Sure, the game’s been dirty before. Some Hall of Famers slid cleats high, read lips, and threw screwballs. While those players bent the rules, though, the Cardinals broke them, and with more than just a cheap trick. A player with a corked bat can strike out. A pitcher with a scuffed ball can be hit. But an algorithm with inside information can’t be beat.
Since baseball met modernity, statistics and spreadsheets have played an integral role in strategy. To build and maintain a winning streak throughout seasons, teams most find top players at the lowest prices. This “Moneyball” metric demands as much brawn on the field as brains in the front office.
This scandal wasn’t the product of a dramatic secret squeeze play. Cards Manager Mike Matheny didn’t have pitcher John Lackey build code for the hack from the bullpen, and catcher Yadier Molina wasn’t the muscle running interference. More likely, low-level managers with potbellies and thick glasses stole an old password to steal secrets to steal wins.
Worst of all, they didn’t even really need to do it.
A historic powerhouse, St. Louis has won more championships than any other honorable team (the Yankees have taken 27 Championships; the Cardinals, 11 titles). This year, they already boast the best record in baseball. Why then would a storied and successful organization stoop so low? Personal vendetta. Officials report that a petty rivalry motivated officials to stack the deck against the Astros. In doing so, they’ve further smeared baseball’s reputation, setting a precedent that could spark irreversible damage to the game.
Baseball Needs a Strong, Swift Punishment for the Cardinals
If Commissioner Rob Manfred and the league slap the Cardinals on the wrist, if they let the organization off lightly, they will send a clear message to less-fortunate ball clubs in every division: cheat to win.

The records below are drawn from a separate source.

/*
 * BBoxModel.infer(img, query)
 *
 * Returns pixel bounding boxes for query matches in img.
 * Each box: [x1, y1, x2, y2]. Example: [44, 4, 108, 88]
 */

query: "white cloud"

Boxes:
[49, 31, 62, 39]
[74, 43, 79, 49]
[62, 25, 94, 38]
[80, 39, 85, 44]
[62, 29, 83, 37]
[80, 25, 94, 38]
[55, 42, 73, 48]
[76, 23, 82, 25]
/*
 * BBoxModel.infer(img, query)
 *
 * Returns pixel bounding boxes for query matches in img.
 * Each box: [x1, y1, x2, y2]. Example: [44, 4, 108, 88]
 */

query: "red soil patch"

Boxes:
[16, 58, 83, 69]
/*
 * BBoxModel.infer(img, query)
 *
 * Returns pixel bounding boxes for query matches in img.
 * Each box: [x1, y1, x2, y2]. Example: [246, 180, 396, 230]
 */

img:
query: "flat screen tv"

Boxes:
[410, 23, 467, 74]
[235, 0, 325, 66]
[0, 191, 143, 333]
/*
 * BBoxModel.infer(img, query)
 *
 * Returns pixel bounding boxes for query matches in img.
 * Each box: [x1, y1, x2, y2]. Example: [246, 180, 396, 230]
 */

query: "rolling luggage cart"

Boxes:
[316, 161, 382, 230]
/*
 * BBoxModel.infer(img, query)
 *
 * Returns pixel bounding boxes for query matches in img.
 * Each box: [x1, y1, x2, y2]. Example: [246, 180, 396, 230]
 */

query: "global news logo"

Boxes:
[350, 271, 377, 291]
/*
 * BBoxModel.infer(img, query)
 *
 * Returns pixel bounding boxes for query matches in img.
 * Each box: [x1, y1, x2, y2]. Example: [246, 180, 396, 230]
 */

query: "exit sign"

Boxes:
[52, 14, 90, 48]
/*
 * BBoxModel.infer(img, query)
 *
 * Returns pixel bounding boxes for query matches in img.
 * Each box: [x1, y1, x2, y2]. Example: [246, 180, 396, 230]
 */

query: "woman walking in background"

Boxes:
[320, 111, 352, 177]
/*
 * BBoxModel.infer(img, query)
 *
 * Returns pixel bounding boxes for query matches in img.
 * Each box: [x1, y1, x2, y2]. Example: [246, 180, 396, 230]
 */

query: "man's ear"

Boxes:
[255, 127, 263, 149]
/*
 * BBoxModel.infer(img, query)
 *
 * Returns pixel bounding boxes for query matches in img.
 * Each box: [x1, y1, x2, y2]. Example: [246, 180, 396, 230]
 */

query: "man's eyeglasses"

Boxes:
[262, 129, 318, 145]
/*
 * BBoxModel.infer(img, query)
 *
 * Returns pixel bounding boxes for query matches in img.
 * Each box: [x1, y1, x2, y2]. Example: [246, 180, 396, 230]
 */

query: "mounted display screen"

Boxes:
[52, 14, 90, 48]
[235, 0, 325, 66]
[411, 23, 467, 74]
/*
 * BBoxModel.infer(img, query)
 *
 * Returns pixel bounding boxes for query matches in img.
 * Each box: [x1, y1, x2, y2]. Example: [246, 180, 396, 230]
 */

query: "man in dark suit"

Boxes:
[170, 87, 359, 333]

Still reeling from the steroids scandal of the nineties, baseball can’t afford another haphazard response. Then-Commissioner Bud Selig’s system of suspensions only drove the doping problem underground where it reemerges periodically today. Now younger, more cynical fans see baseball stripped of its wonder, rigged like everything else. It’s no wonder they flee in droves for cheaper excitement in other sports. Today’s scandal only adds to the problem.
Off the field, we remember Bernie Madoff and Dick Nixon as the rule. In baseball, we remember the exile of Pete Rose and Shoeless Joe Jackson as the tragic exception. Baseball doesn’t have a betting problem today because the sport hurled a beanball at cheating. Manfred can learn from history and succeed where Selig failed with steroids. He can come down hard.
So let the DOJ and FBI conclude their investigation and level legal charges. But a fine here and an arrest there won’t fix this problem. The league must respond with more painful and enduring punishments: lost draft picks, heavy franchise fines, and, most importantly, lifetime bans.
After all, this isn’t football where the National Football League babysits domestic abusers. It’s not the National Hockey League, where toothless Canadians are sent to a time-out after beating each other over the head with sticks. And it’s certainly not FIFA soccer, where effeminate men flop around on the ground to draw penalties.This is baseball, the game of decent, thinking men. It should stay that way.
So, to preserve the sanctity of the game, Major League Baseball needs to start throwing strikes. Otherwise, America’s pastime will become corrupt like everything else, and the last true institution of fair play will have passed.